|3 calls to CDC - 3 diff answers - PLEASE help!
Mar 8, 2004
About 3 weeks ago I received protected oral from a high risk individual. I know that since I used a condom, that would be considered an extremely low-risk activity. But in the process, the individual extensively licked an area where I had shaved about 45 minutes earlier - I did not notice or feel any cuts at that time. I called CDC to inquire about the risk from getting infected through saliva if I had a tiny cut or abrasion from shaving that I hadn't felt. The first councilor told me that the risk was very slight if any, and that even if there were a cut that I did not notice, the saliva itself does not transmit the virus. The 2nd time I called (I forgot to ask about possibility of blood in the mouth), I was told that the events as described above presented virtually NO risk, and that I shouldn't worry at all, and that even if my partner had had blood in their mouth, the saliva would neutralize the virus, and would prevent transmission. He said the only way that that would not be the case, would be if the person were bleeding "profusely and visibly" from the mouth. The 3rd time I called (please tell me you understand this bizarre behavior) I was told once again that I was safe with the protected oral, but I might be at risk from the saliva if even a tiny bit of blood was present in the giver's mouth. I said that I was pretty sure I had no cuts after I shaved, and that I had put moisturizing lotion on the area immediately after, but the councilor said I was still at risk, although it was low. So - I can't seem to get a definitive answer. The 2nd councilor seemed to be the most knowledgable, but they all must be somewhat qualified, right? Once and for all - I had a condom on for the oral, I did not have any cuts or abrasions in my shaved area that I noticed, but I can't say for certain - and I did not see or notice any blood in the mouth of the giver - still I'm losing sleep and worried sick, and it's having an effect on my quality of life right now.

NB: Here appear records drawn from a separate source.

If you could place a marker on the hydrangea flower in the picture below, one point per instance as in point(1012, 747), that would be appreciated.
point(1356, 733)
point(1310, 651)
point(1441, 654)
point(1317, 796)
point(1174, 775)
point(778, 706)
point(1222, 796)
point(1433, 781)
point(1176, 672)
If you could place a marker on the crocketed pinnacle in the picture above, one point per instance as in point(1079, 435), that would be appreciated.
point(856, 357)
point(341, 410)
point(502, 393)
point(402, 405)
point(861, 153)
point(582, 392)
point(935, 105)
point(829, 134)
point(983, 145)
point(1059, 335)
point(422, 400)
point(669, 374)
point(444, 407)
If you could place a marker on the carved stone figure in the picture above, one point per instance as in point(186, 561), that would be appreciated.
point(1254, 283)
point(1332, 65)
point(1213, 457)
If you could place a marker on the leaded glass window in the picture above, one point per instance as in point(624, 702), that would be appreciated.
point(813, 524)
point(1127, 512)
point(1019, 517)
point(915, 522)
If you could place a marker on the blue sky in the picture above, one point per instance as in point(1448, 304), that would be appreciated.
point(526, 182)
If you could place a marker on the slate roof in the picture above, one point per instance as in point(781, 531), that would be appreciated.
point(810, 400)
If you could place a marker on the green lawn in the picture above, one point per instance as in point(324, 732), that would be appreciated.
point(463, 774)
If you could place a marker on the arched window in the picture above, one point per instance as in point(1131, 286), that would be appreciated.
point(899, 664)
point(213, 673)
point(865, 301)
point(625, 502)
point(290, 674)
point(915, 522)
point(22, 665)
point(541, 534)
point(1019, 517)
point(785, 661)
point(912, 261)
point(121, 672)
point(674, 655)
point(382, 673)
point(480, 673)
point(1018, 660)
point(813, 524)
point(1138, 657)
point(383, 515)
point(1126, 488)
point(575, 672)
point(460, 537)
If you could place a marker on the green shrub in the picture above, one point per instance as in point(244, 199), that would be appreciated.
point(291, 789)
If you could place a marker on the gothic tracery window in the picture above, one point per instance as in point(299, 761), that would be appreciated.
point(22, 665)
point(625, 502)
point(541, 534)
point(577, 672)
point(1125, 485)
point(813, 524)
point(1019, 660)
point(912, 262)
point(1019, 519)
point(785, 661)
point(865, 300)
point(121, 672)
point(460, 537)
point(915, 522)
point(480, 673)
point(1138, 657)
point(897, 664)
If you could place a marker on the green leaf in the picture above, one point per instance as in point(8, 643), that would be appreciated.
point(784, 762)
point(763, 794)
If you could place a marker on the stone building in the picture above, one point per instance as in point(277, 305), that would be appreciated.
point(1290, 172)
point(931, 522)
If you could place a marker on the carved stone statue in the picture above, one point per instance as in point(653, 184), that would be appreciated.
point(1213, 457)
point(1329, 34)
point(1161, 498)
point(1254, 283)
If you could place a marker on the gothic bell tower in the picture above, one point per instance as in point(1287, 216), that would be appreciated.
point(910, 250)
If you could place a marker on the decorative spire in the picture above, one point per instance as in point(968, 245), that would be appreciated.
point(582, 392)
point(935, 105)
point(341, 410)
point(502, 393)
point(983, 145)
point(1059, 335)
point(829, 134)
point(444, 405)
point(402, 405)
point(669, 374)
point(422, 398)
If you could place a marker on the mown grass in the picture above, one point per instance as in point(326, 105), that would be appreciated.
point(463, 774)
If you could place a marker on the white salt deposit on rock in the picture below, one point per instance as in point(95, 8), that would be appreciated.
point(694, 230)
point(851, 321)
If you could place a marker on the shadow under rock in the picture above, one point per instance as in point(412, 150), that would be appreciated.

Should I be worried? 10 weeks until I can get tested and know for sure. How can I possibly make it that long? Please help.
| Response from Dr. Frascino
I'll back counselor #2 no risk of HIV transmission from the activity you describe. After all, you did say #2 "seemed to be the most knowledgeable," right? Yes, all counselors should be "somewhat qualified," but the operative word there is "somewhat."
Continue to stay safe and you'll stay well.